In honor of Bruce Jenner officially coming out as transgender (which, for the record, I think is pretty courageous and badass), I think it's high time that I direct your eyeballs to my SPHERE essay on Jenner's greatest contribution to pop culture: His starring role (alongside Steve Guttenberg and Valerie Perrine) in the 1980 disco-sploitation/Village People vehicle, Can't Stop The Music.
I have seen this film several times — it's currently available for streaming on Netflix — and am always left wide-eyed and dumbfounded by the carnage I've witnessed. The level of poor decision-making that went into this film surpasses even that of 1978's Sgt. Pepper's Lonely Hearts Club Band, and at least that film contained the presence of the Bee Gees, Earth Win & Fire, Aerosmith and Steve Martin.
Jenner, of course, was an Olympic hero in the summer of 1976, who (as I mention in Stars and Strikes) parlayed his world decathlon record and chiseled good looks into a number of lucrative endorsement deals. But even his telegenic personality couldn't save a film that had come out about a year too late to cash in on the popularity of disco and/or the Village People.

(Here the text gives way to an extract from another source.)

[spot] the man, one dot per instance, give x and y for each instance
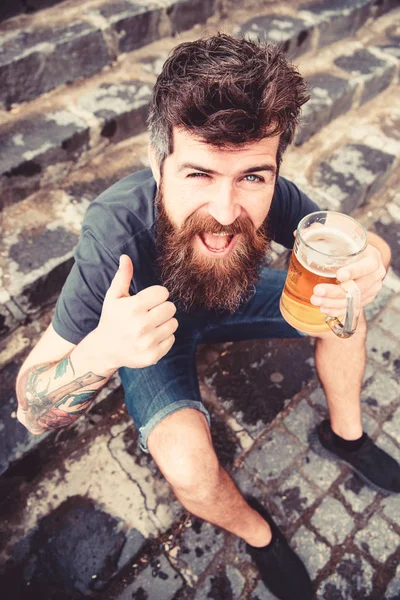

The weird thing is, it could have been Mark Fidrych in this film instead of Jenner. During the summer of '76, Hollywood mogul Allan Carr noted the insane buzz that surrounded every one of The Bird's starts, and reasoned that a good-looking, charismatic youngster like Fidrych could draw people to movie theaters as well as ballparks. Carr offered Fidrych a role in Grease, the nostalgic 50s musical he was producing at the time (which would reach the screen in the summer of '78); but when the Tigers rookie turned him down, Carr went looking for another athletic sensation. While Bruce Jenner wasn't the right fit for Grease, Carr lined him up for his next project — a little something called Can't Stop The Music.